Dass der Mensch dem Menschen ein Wolf ist, das ist ja schon seit Urzeiten DAS Theaterthema schlechthin. Schon Friedrich Schiller hoffte auf die läuternde Wirkung beim Zuschauer, wenn ihm auf der Bühne das Böse ganz ungefiltert vorgeführt würde: dass er dann daheim sich umso moralischer aufführen und zum nützlichen Mitglied der Gesellschaft würde. Vielleicht sind ja seitdem einfach zu wenig Menschen ins Theater gegangen, um sich vom Bösen dort abschrecken zu lassen. Böse, wie die Welt noch immer ist.

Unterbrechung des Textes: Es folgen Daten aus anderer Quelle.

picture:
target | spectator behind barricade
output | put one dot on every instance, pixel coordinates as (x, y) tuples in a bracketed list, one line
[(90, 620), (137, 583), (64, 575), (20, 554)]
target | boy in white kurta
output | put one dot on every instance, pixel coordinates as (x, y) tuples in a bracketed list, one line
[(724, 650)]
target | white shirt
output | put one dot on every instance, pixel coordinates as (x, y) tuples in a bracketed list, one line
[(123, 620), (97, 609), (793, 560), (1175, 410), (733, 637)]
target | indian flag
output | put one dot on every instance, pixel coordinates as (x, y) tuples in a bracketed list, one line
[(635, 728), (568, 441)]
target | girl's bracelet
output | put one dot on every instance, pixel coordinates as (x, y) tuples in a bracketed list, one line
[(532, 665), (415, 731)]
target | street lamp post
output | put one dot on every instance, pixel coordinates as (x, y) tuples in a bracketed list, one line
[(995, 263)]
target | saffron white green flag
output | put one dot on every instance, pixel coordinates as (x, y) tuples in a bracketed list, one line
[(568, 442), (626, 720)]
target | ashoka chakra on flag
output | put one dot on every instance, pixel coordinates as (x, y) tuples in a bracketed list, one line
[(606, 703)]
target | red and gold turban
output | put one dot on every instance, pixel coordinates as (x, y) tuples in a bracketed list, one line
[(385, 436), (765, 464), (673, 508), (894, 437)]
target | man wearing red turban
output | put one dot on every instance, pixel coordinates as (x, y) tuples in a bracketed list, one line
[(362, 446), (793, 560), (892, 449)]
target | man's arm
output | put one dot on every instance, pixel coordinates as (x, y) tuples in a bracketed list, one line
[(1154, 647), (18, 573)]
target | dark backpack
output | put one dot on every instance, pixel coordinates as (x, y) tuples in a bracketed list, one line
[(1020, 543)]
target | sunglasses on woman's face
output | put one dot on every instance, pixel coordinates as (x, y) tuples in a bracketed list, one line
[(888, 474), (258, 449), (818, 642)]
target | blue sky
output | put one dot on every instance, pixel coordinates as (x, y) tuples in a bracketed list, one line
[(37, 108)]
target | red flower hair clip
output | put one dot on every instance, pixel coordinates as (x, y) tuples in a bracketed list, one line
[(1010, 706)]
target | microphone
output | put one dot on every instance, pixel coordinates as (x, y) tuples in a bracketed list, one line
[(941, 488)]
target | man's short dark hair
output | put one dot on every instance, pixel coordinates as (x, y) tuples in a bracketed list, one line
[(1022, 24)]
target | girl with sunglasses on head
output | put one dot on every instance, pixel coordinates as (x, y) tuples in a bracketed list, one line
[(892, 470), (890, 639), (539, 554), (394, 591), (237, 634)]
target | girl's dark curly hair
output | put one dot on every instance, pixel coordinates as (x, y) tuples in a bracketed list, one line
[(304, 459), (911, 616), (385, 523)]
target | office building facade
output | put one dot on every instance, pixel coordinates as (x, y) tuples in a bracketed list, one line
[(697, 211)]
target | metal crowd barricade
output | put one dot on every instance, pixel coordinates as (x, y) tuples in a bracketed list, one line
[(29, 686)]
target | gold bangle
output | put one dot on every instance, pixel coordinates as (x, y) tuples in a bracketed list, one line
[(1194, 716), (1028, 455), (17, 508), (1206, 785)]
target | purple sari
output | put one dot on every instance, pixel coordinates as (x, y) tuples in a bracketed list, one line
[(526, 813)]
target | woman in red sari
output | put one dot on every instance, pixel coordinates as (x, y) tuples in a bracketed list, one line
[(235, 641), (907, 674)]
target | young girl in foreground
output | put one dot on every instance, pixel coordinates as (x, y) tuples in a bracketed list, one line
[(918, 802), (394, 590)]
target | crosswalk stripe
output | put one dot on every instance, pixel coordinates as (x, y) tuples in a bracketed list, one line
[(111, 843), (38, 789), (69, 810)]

Böse sind auch die Kinder, die in der Neuköllner Oper unter der Überschrift „Wolfskinder“ ab 30. 8. zu besichtigen sind – und zwar in einer zeitgenössischen Bearbeitung von Engelbert Humperdincks Oper „Hänsel und Gretel“. Es geht um Kinder, die aus dem Krieg kommen, wo sie Heimat und Eltern verloren haben, also alles, was gemeinhin die schützenden Wände eines Zuhauses ausmacht. (Neuköllner Oper: „Wolfskinder“, 30. 8.–5. 9., jeweils 20 Uhr).

Wie aus Wut dann aber die widerständige Kraft für die eigene Rettung erwächst, das führt die Schauspielerin Anita Vulesica mit ihrem Abend „Mother“ vor, der am 2. 9. im BKA zu sehen ist. Vulesica, die eigentlich zum Ensemble des Deutschen Theaters gehört (wo der Abend 2016 auch herausgekommen ist) zeigt hier in einem furiosen autobiografisch inspirierten Solo (und mit Hilfe von 27 toll performten Madonna-Songs), wie man against all odds die Kämpfe des Lebens gewinnen kann. (BKA: „Mother“, 2. 9. , 20 Uhr).